Zwischen den Parteien ist im Rahmen der mit einem automatischen Bietsystem abgewickelten eBay-Auktion über den Pkw des Beklagten Audi 6 Avant 3.0.TDI Quattro Tiptronic DPF ein Kaufvertrag zu einem Kaufpreis in entsprechender Höhe zustande gekommen. Zwar hat die fragliche Auktion am 24. März 2018 mit einem Höchstgebot der Klägerin in Höhe von 9.455,00 EUR geendet. Die durch das automatische Bietsystem vorgenommene Erhöhung des klägerischen Gebots auf diesen Betrag erfolgte allerdings einzig aufgrund der von dem Beklagten selbst über ein zweites und drittes Mitgliedskonto auf sein eigenes Angebot abgegebenen Gebote, so dass sie entsprechend den zutreffenden Ausführungen des Landgerichts im Einklang mit der Rechtsprechung des Bundesgerichtshofs in der Reihe der abgegebenen Angebote unberücksichtigt bleiben und von der Klägerin als regulärer Bieterin auch nicht übertroffen werden mussten, um Meistbietende zu werden oder zu bleiben.

Das Landgericht ist zu Recht und mit zutreffender Begründung davon ausgegangen, dass es sich bei den von den in der Bieterliste anonymisiert dargestellten Nutzerkonten *000* (richtig: 0...0) und e...r abgegebenen Gebote um - nach § 3 Nr. 3 der allgemeinen Geschäftsbedingungen für die Nutzung der deutschsprachigen eBay-Dienste unzulässige - Eigengebote des Beklagten handelte, die als Scheingebote bei der Ermittlung des abgegebenen Höchstgebots außer Betracht zu bleiben haben.

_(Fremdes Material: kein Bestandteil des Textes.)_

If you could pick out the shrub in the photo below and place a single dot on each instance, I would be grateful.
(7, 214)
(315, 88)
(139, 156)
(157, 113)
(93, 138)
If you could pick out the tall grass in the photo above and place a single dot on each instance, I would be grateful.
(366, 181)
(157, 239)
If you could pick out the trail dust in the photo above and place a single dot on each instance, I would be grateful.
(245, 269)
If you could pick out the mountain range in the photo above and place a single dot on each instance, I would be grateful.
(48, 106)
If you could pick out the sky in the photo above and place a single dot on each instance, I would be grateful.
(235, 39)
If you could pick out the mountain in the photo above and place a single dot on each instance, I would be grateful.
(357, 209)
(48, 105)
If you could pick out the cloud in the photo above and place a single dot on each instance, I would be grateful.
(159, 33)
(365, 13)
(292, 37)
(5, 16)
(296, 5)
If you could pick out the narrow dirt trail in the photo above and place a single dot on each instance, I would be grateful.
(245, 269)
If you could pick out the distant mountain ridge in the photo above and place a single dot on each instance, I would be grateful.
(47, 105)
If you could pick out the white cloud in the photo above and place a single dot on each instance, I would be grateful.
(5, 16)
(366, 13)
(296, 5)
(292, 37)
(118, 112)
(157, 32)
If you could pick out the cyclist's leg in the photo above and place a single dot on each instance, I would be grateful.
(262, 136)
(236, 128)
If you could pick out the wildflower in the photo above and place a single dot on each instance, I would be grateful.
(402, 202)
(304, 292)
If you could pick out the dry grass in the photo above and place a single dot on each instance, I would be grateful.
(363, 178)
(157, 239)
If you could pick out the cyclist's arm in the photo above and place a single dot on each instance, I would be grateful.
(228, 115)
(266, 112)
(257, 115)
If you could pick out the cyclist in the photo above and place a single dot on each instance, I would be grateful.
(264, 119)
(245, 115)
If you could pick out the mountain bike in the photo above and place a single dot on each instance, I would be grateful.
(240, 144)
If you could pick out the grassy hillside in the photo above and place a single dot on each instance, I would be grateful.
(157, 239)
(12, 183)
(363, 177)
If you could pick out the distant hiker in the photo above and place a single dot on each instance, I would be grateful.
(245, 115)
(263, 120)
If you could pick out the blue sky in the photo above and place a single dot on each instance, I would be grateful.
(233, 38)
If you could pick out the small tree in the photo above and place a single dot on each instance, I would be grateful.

Einer Beweisaufnahme durch Vernehmung des von Klägerseite benannten Zeugen ..., einem Mitarbeiter von eBay, bedurfte es dafür nicht. Zwar hat der Beklagte erstinstanzlich bestritten, dass er die eBay-Konten mit den Nutzernamen 0...0 und e...r führte und auch bei früheren Aktionen von diesen Konten aus Scheinangebote abgegeben hatte, bei denen die ersteigerten Artikel anschließend wieder von ihm bei eBay angeboten wurden, ohne dass dem irgendwelche Schwierigkeiten bei der Abwicklung der Verträge mit den entsprechenden Bietern vorausgegangen wären. Unbestritten geblieben ist aber nach den Feststellungen des erstinstanzlichen Urteils, die der Senat gemäß § 529 Abs. 1 ZPO seiner Entscheidung zugrunde zu legen hat, der Vortrag der Klägerin, dass die Zugriffe auf die entsprechenden Nutzerkonten von derselben IP-Adresse wie auf das vom Beklagten geführte Konto „x“ erfolgten.